In 2016, Professor William Nazaroff, Editor-in-Chief of Indoor Air, posed two pivotal questions in his editorial: How is a new generation of professionals to be educated about indoor environmental quality (IEQ) and How can educators expand the role of IEQ in universities? His article offered valuable insights into the challenges of IEQ education in America. A key observation was the fragmentation of responsibility, with no single agency serving as the overarching authority on IEQ. Instead, it is an inherently interdisciplinary field that spans public health, engineering, science, and design. As a result, education on IEQ tends to appear as a peripheral component within several distinct curricula.
Nearly a decade later, this paper revisits Nazaroff’s call to action by presenting findings from a review of the Scholarship of Teaching and Learning (SoTL) on IEQ. The review explores whether built environment educators have responded to – or left unanswered –Nazaroff’s questions.
The review involved a systematic search across academic databases for articles containing the terms “indoor environmental quality,” “teaching,” “education,” and “pedagogy” in their abstracts. Identified papers were analysed to determine the context in which IEQ was addressed. Articles relating to built environment pedagogy were then examined using the DIA Framework developed by the Built Environment Learning and Teaching (BEL+T) group at the University of Melbourne. It provides a structured way to examine how teaching is delivered, how students interact with content, peers, and instructors, and how their learning is assessed.

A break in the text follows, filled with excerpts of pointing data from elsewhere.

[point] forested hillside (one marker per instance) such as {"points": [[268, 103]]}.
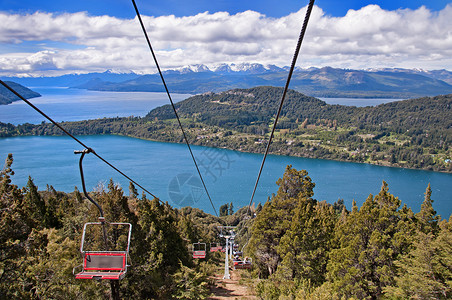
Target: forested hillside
{"points": [[7, 97], [301, 248]]}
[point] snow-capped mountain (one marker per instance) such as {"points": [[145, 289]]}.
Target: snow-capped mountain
{"points": [[244, 68]]}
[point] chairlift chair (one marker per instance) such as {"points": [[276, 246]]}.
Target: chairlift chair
{"points": [[98, 264], [214, 247], [199, 250], [243, 264]]}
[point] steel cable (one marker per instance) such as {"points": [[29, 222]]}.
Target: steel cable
{"points": [[77, 140], [171, 100], [292, 67]]}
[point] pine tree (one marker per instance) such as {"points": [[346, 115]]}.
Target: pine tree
{"points": [[426, 218], [305, 247], [14, 232], [426, 271], [275, 219], [364, 262]]}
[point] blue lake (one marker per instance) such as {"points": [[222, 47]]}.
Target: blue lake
{"points": [[63, 104], [167, 170]]}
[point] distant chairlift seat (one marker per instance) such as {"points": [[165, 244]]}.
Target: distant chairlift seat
{"points": [[101, 265], [214, 247], [199, 250], [242, 264]]}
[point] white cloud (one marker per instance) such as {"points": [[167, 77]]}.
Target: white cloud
{"points": [[366, 38]]}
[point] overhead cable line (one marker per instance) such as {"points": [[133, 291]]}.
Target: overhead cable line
{"points": [[292, 67], [171, 100], [77, 140]]}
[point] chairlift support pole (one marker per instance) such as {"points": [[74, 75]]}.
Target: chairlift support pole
{"points": [[227, 236], [226, 261]]}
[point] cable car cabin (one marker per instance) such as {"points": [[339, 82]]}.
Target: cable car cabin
{"points": [[104, 264], [199, 250], [214, 247], [242, 264]]}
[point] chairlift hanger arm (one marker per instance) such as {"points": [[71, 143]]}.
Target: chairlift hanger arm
{"points": [[83, 152]]}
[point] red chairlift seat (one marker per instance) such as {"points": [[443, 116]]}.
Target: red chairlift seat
{"points": [[101, 265], [214, 247]]}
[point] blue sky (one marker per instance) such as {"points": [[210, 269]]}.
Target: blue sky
{"points": [[271, 8], [56, 37]]}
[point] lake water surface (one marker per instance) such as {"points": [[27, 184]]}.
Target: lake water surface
{"points": [[167, 169]]}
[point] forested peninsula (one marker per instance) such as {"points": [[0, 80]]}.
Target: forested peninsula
{"points": [[415, 133], [301, 248]]}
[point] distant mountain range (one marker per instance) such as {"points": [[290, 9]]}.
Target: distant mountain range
{"points": [[318, 82], [7, 97]]}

The review found that SoTL in IEQ remains limited, with most pedagogical approaches focusing on delivery and assessment rather than fostering interaction – the dimension most strongly associated with deep learning and the translation of knowledge into practice. This imbalance suggests missed opportunities to engage students in reflective and experiential learning that drives enduring behavioural and disciplinary change to improve IEQ.